At a PAC meeting that was live-streamed in November, Daniel told attendees that “equity” is different from “equality,” and claimed it was linked to “Marxist philosophies” and “critical race theory.”
“We don’t have any problem with diversity ... VMI’s always embraced diversity,” Daniel told the crowd in Richmond. “We don’t have any problem with inclusion, VMI’s always embraced inclusion.”
VMI says on its website that the equity component of its DEI program means, “recognizing that we do not all start from the same place and must acknowledge and make adjustments to address historical and existing discrimination.”
Wins’s close friend and senior-year roommate, Davis Estes — who ran track with Daniel and attended his wedding — said Daniel and the PAC are demonizing equity.
“In my estimation, the PAC’s long-term fear is that VMI will no longer cater primarily to young white males, and white male enrollment will decline and be overshadowed by minority and female matriculation,” said Estes, 59, a Black former financial adviser who lives in Richmond. “They will promote DEI and any cultural changes the superintendent fosters as critical race theory and as the boogeyman poised to destroy VMI. They will utilize conservative print and radio media to promote their fight against change and maintain themselves as victims.”
‘Defender of legacies’
It was Daniel’s final moment as class agent.
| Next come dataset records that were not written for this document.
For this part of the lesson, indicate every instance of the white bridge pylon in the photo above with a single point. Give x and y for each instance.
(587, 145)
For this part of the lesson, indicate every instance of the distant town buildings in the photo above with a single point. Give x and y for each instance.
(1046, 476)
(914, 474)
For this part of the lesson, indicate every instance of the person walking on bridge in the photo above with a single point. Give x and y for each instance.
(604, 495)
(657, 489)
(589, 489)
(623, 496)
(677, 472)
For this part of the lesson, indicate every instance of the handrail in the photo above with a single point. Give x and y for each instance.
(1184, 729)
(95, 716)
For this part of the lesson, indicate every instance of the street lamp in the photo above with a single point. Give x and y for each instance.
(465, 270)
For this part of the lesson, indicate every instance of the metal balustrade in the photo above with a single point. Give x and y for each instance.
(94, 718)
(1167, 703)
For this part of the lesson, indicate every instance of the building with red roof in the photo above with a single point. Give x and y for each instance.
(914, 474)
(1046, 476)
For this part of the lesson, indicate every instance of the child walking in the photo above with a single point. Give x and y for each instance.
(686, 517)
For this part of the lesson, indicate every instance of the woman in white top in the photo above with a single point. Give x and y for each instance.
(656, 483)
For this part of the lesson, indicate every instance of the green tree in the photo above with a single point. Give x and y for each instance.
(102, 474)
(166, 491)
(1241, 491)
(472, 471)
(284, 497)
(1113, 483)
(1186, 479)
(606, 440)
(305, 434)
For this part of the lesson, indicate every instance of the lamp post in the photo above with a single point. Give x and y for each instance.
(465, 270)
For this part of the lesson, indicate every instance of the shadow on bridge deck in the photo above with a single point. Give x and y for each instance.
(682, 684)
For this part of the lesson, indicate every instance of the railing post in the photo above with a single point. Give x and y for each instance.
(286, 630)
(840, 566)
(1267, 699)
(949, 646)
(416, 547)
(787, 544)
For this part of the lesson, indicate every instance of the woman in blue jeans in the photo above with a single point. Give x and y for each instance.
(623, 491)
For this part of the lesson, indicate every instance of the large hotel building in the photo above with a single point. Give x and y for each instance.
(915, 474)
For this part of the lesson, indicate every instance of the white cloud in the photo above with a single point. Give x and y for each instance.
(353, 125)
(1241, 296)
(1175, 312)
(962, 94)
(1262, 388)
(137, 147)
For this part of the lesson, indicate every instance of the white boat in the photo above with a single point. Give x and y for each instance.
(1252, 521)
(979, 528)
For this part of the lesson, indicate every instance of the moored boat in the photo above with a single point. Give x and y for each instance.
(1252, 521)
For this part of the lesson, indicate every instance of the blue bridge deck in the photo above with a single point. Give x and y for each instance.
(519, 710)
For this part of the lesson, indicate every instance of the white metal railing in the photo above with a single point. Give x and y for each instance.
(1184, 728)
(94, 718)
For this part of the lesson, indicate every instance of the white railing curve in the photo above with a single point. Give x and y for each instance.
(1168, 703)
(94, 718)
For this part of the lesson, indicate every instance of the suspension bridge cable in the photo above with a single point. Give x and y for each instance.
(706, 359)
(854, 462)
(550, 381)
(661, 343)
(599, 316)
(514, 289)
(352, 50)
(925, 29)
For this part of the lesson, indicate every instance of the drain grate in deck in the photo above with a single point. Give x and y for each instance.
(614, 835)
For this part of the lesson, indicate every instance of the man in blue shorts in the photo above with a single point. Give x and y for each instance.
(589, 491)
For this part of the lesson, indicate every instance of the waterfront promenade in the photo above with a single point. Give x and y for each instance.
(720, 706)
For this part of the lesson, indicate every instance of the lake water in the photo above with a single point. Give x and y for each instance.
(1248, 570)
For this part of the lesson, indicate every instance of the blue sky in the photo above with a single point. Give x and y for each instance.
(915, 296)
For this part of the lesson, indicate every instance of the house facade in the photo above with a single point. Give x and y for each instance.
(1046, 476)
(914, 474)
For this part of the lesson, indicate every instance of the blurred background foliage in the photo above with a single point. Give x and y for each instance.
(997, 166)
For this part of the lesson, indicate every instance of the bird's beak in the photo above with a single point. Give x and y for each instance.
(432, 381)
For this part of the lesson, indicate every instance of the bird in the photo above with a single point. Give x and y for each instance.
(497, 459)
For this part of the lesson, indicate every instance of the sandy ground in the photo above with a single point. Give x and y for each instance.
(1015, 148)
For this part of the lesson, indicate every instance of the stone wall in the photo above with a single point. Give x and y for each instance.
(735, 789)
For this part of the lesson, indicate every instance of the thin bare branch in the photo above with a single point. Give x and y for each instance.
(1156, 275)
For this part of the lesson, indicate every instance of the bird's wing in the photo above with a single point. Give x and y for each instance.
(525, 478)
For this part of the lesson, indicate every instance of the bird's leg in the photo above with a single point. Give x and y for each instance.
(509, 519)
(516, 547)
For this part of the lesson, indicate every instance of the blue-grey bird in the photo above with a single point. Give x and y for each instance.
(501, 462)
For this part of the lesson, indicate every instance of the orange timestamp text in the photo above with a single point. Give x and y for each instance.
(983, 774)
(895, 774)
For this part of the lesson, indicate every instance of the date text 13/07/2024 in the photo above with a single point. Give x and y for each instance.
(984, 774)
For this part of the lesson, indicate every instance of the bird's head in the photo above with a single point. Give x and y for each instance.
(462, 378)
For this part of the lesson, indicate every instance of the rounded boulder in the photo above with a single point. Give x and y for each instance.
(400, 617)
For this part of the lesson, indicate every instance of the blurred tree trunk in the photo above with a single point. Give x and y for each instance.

His column for the VMI alumni magazine reminisced about the class reunion in August when several 1985-ers visited Lexington, played golf and floated down the nearby Maury River.
“No other class does what ‘85 does — not even close,” he wrote late last year.
But he said he’d been asked by a VMI friend whether his duties as class agent conflicted with his role as chairman of the Spirit of VMI.
“I have done my level best to keep this job (VMI class agent ‘85) separated and segregated from my other unpaid job (defender of legacies against unfair and unfounded assaults),” he wrote.
Still, he’d decided he should step down as 1985 class agent: “So, there it is, fellows and friends and fans of ‘85. These are my last class notes.”
For Daniel, the Spirit of VMI took precedence.